One of the things I have learned is not to be afraid to ask for help. I tell myself not to be a hero when there are too many things on my plate, because being a parent is a full-time job and when you are a single parent it’s double the challenge.
What is your advice to other single mothers out there?
Come to terms with your situation. Yes, you are a mother, you are single, and you don’t know what to do, but come to terms with it because there is life ahead. Do not dwell in the past, it does not help in any way.
I always encourage myself with the knowledge that when Jesus said He came in order that we can live life abundantly, He meant it for everyone—even single mothers. So whatever crisis you are going through, remember not to blame God. He is always on your side. You can walk out of the valley.
THE CORPORATE JUNGLE TROOPER
Jane Khoo Li Li, 37, has been married for 13 years with two children, Jolene, 10 and Jarell, 7. As a team leader at a local bank, she struggles with the archetype modern woman’s dilemma between career and children. Here, she talks about striking a fine balance.
How tough is it for a working mother to advance her career in an industry as demanding and results-oriented as banking?
Most of the banks are still headed by men at the CEO and chairman level but it is not difficult to find women leaders in key management roles today. I don’t see any constraints in women rising up the ranks if they are truly capable, at least not at my current work place. It is more a case of self-restraint, in light of one’s family commitments.
What do you think is a significant contribution of the female workforce to the place where you work?
I have seen and heard of a number of inspiring women leaders in the industry. Instead of drumming to the “give me the results” beat, they inspire performance by showing that they care for their staff’s personal well-being. I aspire to be like them.
How do you juggle between work and home?
I wish to tell you a fancy fairy tale but the truth is—it is difficult. I must say that I am extremely blessed with good parents-in-law and a helper who takes good care of my children when I am at work. I know of many female colleagues who have to rush off after work, or take leave whenever their kids fall sick or when the child care center closes due to HFMD. I am grateful for the family support.
What are some of the greatest challenges facing a working mother like yourself, and how do you cope?
Guilt. Despite the strong support at home, I wish I could be home with my children. After all, they are my children and my husband and I do have high aspirations for their future. I will try to rush home before their bedtime to at least say a prayer for them and tuck them into bed.
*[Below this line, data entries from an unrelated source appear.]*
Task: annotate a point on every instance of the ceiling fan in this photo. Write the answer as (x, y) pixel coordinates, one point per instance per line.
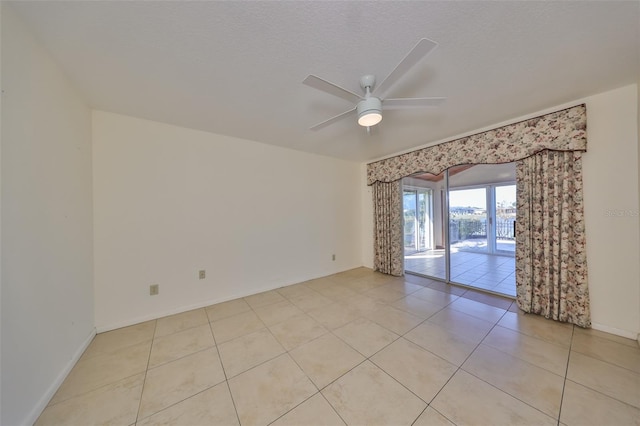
(368, 107)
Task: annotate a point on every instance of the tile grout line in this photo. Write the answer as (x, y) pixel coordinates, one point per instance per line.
(566, 372)
(144, 381)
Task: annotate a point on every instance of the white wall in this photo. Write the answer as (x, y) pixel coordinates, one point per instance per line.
(611, 191)
(47, 288)
(610, 171)
(170, 201)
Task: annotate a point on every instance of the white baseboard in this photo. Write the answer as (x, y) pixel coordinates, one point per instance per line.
(181, 309)
(53, 388)
(618, 332)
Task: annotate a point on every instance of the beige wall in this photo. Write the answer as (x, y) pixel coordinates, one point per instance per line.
(170, 201)
(611, 190)
(47, 288)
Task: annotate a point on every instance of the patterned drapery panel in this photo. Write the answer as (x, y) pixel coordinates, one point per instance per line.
(558, 131)
(551, 260)
(387, 211)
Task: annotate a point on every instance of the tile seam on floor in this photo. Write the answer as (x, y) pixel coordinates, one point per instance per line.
(146, 371)
(226, 378)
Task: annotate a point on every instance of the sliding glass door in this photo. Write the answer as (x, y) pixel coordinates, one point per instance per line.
(423, 231)
(417, 219)
(473, 227)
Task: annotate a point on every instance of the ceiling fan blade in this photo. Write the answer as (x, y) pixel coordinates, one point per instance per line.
(405, 103)
(330, 88)
(420, 50)
(333, 119)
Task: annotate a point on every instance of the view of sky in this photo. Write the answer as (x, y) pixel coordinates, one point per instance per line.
(477, 197)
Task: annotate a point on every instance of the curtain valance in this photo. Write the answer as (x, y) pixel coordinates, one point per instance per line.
(564, 130)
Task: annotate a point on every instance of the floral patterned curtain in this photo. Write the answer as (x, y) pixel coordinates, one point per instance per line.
(564, 130)
(551, 270)
(387, 211)
(551, 260)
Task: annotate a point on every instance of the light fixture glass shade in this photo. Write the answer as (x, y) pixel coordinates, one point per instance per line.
(370, 119)
(369, 112)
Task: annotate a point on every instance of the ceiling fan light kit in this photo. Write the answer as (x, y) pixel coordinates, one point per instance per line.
(369, 112)
(369, 108)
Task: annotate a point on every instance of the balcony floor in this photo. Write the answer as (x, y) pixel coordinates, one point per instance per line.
(490, 272)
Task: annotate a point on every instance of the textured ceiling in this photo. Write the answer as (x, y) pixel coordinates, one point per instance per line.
(236, 68)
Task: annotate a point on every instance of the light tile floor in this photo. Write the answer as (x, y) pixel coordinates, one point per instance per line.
(491, 272)
(357, 348)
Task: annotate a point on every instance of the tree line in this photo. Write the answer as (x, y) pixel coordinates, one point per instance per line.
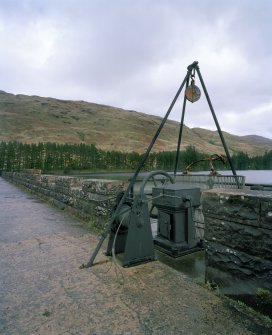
(49, 157)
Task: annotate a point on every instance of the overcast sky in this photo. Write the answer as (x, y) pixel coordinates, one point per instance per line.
(134, 55)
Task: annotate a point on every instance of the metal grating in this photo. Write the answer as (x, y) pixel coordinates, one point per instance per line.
(206, 182)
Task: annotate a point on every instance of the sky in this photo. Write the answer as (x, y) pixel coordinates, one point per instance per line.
(134, 55)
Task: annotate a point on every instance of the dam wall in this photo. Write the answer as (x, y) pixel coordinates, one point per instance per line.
(91, 200)
(238, 239)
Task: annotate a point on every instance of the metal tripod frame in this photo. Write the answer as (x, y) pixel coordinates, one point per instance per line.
(192, 67)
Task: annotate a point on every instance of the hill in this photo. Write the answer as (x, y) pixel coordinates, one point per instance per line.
(33, 119)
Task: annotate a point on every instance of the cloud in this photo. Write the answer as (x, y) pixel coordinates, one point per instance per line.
(135, 55)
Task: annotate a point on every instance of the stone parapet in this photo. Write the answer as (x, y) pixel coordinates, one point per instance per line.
(91, 200)
(238, 237)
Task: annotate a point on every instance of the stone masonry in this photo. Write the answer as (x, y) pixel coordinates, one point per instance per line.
(92, 200)
(238, 235)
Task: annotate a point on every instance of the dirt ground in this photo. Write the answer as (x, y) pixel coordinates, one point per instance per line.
(44, 291)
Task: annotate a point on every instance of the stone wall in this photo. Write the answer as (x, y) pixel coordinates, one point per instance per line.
(238, 237)
(91, 200)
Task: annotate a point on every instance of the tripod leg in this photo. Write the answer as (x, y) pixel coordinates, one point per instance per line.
(217, 126)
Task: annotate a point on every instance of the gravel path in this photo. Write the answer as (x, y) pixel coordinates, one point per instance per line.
(44, 291)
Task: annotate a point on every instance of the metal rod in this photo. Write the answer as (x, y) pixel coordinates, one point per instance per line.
(133, 179)
(180, 130)
(217, 126)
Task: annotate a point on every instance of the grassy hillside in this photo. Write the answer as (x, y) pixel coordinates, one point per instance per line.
(33, 119)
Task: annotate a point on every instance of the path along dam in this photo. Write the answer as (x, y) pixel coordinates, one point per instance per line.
(43, 290)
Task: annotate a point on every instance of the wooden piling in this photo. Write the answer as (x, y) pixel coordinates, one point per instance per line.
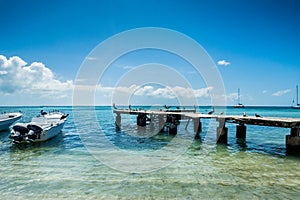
(118, 121)
(197, 127)
(161, 122)
(240, 131)
(222, 132)
(293, 142)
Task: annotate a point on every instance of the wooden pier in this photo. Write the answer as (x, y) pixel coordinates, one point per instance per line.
(171, 118)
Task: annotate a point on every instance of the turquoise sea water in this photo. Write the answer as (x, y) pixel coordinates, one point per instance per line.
(132, 165)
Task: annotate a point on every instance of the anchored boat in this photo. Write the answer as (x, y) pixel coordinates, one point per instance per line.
(7, 119)
(41, 128)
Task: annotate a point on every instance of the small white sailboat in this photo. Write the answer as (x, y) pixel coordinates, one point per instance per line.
(41, 128)
(296, 105)
(7, 119)
(239, 104)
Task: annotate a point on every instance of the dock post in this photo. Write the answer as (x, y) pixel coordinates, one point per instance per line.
(241, 131)
(161, 123)
(293, 141)
(118, 121)
(222, 132)
(197, 127)
(151, 121)
(141, 119)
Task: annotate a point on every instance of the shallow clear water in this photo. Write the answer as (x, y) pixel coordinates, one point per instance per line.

I help them with their homework during the weekend.
What would be your advice to working mothers out there?
There is no standard advice. I do not envy stay-home mums but I admire them a great deal and I think their roles are sacred. For those without family support, this is what I mean by self-restraint in my earlier answer—the choice is clearly your children.
There is a time and season for everything and I guess for those with younger kids, the season is for your children.
For those with family support, show appreciation to your family and remember not to exploit it—I remind myself about this daily!